Can be used in formulas against worms.

Soften and bring healing to an enlarged spleen.

Plantain leaf has been and continues to be used as an anti-cancer plant in the traditional medicine of many cultures. The leaves have a very long history of use against malignant skin cancers.

** The humble plantain is truly a treasure at our feet and I have had several magical experiences involving the plant, including dreams and visits in meditations and shamanic journeying. I strongly feel that it works not just on a physical level for drawing out bodily poisons but also on an emotional and/or spiritual level for drawing out and resolving trauma and emotional poisons.

 

Here is an excellent article on the history of plantain and its use as medicine.

 

 

dosage and cautions

dosage and cautions.

* Plantain leaves are very safe to use and have no known side effects.

* Pollen form the flowers is a common allergen.

Adult 

Tincture: 2-4 mls up to 3 times daily.

Dried herb in tea form: 1 heaped teaspoon per cup, stand for 15 minutes, drink 3-4 cups daily.
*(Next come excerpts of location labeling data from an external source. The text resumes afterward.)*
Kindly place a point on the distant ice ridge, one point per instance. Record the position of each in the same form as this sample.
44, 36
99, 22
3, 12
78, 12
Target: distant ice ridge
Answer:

For serious infection or acute poisoning increase to 2 heaped teaspoons and take a cup every hour or so. Larger doses are well tolerated too.

* The leaves are just as easy to use fresh as a poultice or tea. Crush (or chew the leaves if out in the field) and apply directly to wounds, ulcers, abscesses etc The fresh leaves can be juiced and used as a poultice to clean, draw infection and heal wounds rapidly.

* Powdered dry leaf has excellent drawing qualities, add to other powders or use alone as an effective poultice for drawing out material from the skin.

Children
 
Add 12 to the child’s age. Divide the child’s age by the total.
E.g. dosage for a 4 year old...... 4 {age} divided by 16 {age + 12} = . 25  or 1/4 of the adult dosage.